Server architecture is undergoing a massive disruption, fundamentally transitioning from being compute-centric to being more data-centric. In the past decade, CPUs gained an increasing number of cores, but their bandwidth didn’t keep pace. Since the CPU’s overall bandwidth is divided among cores, an increase in core count reduces the effective bandwidth available per core, which consequently lowers the CPU’s single-core performance. In contrast, memory and storage devices have increased bandwidth by 2-3 orders of magnitude in the same period. This means CPUs cannot harness the full potential of modern memory devices without stalling their application performance.
Just like how GPU expedites the processing of highly parallel workloads, a Data Processing Unit (DPU) has been developed to offload the CPU’s data management tasks across the bus along with accelerators, storage and network devices. Despite the processing being deputed to multiple devices, the CPU can only be truly offloaded if devices can themselves write back to system memory without much involvement of the CPU. Also, there are only a few terabytes of DDR and HBM memory that can be mounted per CPU socket, but we could go much further if PCIe ports could host memory. A new non-proprietary standard named CXL emerged in 2019 to address these issues.
What is CXL?
Compute Express Link (CXL) is the high-speed low-latency cache-coherent interconnect standard built on top of the ubiquitous PCIe standard. CXL upgrades the PCIe capabilities, allowing the CPU and accelerators to load-store from each other’s memory. The standard reduces the involvement of the CPU in the process and minimizes redundant data movements across the bus. CXL standard comprises of three protocols – IO, cache and memory – which can be combined in multiple ways to support different usage scenarios, just like the ones shown in the figure below.
Representative Use Cases of CXL
Source: CXL 2.0 Whitepaper
CXL and Other Interconnects
CXL Consortium has received remarkable support from the industry with over 165 members covering virtually all the major manufacturers of CPUs, GPUs, memory, storage and networking equipment.

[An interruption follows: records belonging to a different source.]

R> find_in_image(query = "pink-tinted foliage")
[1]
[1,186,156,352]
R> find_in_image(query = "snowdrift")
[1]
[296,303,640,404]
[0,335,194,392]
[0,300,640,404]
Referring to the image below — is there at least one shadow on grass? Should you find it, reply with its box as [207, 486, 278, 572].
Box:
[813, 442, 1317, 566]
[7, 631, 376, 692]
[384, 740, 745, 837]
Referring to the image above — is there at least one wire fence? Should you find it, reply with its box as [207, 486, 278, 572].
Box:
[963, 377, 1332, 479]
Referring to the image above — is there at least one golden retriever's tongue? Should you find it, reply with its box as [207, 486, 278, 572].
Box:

CXL’s membership significantly exceeds that of the other coherent interconnect standards like CCIX and OpenCAPI. Being based on PCIe, CXL’s cable length is limited to 4 inches, which initially confined its scope as an intra-chassis interconnect. But after its recent merger with Gen-Z, CXL will be able to harness Ethernet, extending the cable reach by up to a few tens of metres. Our report ‘CXL: Democratizing Server Disaggregation’ provides a more elaborate comparison of CXL with other coherent interconnects.
CXL Pushing Hyperscalers and HPC Expansion
As an increasing number of services and business functions are being ported to cloud-based platforms, the data centres will grow bigger and more complex to serve the industry’s rising needs. Scaling the server memory beyond a point becomes less attractive when using the DDR or HBM memory (due to physical, power and cost limitations). CXL enables the use of PCIe attached DRAM that can potentially be scaled to petabytes of memory while giving byte-level access to the CPU, just like the DDRx DRAMs.
Furthermore, CXL removes the DDR-mounted DRAM’s 15-watt power limit, creating avenues for faster, lower latency and liquid-cooled memory. CXL creates a gateway for future adoption of persistent memory (P-MEM) when it overcomes the teething issues and begins delivering cost-performance ratios that fall truly between memory and storage.
CXL Simplifies P-MEM Integration Into Server Architecture
Source: CXL 2.0 Whitepaper
Some challenges that CXL faces despite addressing the cable reach limit include latency, asymmetric coherence, lack of peer-to-peer communication and the absence of support for the multi-layer switch, which is explained further in the report ‘CXL: Democratizing Server Disaggregation’.
CXL was built to simplify the interconnection and scalability of accelerators and memory expansion. CXL has a strong potential to dominate the server interconnection market in scenarios where memory expansion prioritizes cost and capacity over latency. CXL-based memory is likely to be seen as a complement to HBM. Together, they can threaten the dominance of DDR-based memory in the server landscape over the coming decade.